I have 40k+ articles that have different segments in each. Each one exists as a Python dictionary with keys title
, caegory
,subcat
,content
, etc.
How can I create a corpora out of these while still maintaining a separation between the different subsections of each article, but still have that relation accessible for me to do manipulations with?
So when I'm done I'd to for example, grab all of the titles and do manipulations based just off of the other titles, but also be able to link each title back to the main content.

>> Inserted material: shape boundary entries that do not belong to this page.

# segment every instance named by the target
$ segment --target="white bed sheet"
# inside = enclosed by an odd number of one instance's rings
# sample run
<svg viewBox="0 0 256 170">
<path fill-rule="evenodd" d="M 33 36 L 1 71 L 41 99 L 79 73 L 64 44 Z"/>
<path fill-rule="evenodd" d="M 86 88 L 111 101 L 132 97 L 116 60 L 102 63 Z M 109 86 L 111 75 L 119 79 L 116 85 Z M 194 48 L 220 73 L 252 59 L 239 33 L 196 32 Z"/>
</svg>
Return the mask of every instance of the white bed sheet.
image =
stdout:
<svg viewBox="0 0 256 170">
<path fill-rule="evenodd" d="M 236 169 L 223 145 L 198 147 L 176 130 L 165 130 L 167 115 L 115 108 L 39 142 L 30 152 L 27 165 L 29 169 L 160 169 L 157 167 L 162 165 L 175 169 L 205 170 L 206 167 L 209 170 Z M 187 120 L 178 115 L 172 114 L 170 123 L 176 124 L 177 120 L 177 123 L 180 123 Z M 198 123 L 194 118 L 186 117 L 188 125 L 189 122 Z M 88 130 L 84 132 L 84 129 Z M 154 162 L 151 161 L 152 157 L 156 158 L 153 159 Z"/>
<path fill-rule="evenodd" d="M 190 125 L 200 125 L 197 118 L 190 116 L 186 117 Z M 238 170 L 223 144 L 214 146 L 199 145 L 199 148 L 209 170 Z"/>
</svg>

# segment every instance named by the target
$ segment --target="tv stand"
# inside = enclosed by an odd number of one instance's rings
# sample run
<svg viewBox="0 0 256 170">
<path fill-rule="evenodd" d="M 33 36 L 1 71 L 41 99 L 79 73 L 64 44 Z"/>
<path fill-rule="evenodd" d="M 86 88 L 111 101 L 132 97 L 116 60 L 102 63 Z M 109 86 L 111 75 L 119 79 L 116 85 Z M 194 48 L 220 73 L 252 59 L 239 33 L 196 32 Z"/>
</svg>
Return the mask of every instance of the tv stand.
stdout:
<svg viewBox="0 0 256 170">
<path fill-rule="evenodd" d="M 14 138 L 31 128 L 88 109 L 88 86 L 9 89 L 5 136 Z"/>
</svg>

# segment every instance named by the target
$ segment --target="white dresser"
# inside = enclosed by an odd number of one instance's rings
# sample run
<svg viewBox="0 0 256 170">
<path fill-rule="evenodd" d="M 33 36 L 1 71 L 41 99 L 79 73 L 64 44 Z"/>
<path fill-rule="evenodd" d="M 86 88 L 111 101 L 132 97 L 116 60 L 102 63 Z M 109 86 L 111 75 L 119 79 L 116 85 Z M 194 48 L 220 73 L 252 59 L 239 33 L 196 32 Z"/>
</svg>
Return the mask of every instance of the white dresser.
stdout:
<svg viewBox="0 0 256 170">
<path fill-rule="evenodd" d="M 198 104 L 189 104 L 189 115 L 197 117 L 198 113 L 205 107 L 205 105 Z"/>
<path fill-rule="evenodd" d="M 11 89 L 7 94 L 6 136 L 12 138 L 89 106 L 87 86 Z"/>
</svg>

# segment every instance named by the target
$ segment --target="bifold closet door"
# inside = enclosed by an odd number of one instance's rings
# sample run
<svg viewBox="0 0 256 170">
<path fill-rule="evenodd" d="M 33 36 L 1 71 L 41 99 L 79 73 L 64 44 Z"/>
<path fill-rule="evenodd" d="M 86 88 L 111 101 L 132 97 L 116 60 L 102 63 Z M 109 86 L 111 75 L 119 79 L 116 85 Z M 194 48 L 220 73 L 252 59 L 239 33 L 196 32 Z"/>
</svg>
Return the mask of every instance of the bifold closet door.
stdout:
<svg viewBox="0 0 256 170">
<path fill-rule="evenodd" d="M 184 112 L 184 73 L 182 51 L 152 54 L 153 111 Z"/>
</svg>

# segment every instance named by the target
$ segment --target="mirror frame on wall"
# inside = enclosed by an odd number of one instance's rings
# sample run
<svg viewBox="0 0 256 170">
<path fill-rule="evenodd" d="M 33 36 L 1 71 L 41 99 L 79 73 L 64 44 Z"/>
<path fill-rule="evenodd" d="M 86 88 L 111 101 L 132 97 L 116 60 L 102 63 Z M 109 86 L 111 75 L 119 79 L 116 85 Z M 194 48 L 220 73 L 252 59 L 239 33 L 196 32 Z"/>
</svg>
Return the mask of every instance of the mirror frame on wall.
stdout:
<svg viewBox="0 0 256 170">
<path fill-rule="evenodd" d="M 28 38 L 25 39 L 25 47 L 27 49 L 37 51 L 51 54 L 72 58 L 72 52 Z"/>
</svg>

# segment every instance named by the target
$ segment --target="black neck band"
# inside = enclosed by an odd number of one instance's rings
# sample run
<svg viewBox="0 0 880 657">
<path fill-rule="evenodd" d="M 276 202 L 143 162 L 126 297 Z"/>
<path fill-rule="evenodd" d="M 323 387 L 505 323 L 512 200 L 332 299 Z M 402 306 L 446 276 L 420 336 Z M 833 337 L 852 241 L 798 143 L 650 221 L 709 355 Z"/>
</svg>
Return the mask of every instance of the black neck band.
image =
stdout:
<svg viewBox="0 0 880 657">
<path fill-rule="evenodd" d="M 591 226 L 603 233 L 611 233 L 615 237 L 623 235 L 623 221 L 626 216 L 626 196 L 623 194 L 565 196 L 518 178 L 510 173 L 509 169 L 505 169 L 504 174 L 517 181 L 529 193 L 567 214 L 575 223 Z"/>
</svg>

I want to do POS tagging on this and I don't want to mess it up by just combining all the subsections.
Hope that made sense.
Thanks.
edit:
The corpora isn't made yet. I'm going to make it out of this text. Here's what an entry in the DB looks like.
{'category': u'Pets',
'content': u"<p>Putting your dog(s) in outdoor dog kennels might seem like a cruel thing to do, but when you consider that they will be</p>.....",
'signature': u'<p>Find out more on <a target="_new" href="http://petadore.com/outdoor-dog- kennels-a-great-way-to-protect-your-dog-without-building-a-fence/">outdoor dog kennels</a> and r read many interesting articles on <a target="_new" href="http://petadore.com/">pet health care</a>.</p>',
'subcat': u'Dogs',
'title': u'Outdoor Dog Kennels & Enclosures'}
As you can see, it's HTML. I'd like to figure out a way to preserve the tags as well, so I could do tests on the text within the <li>
or <b>
tags for instance. That's in a perfect world though.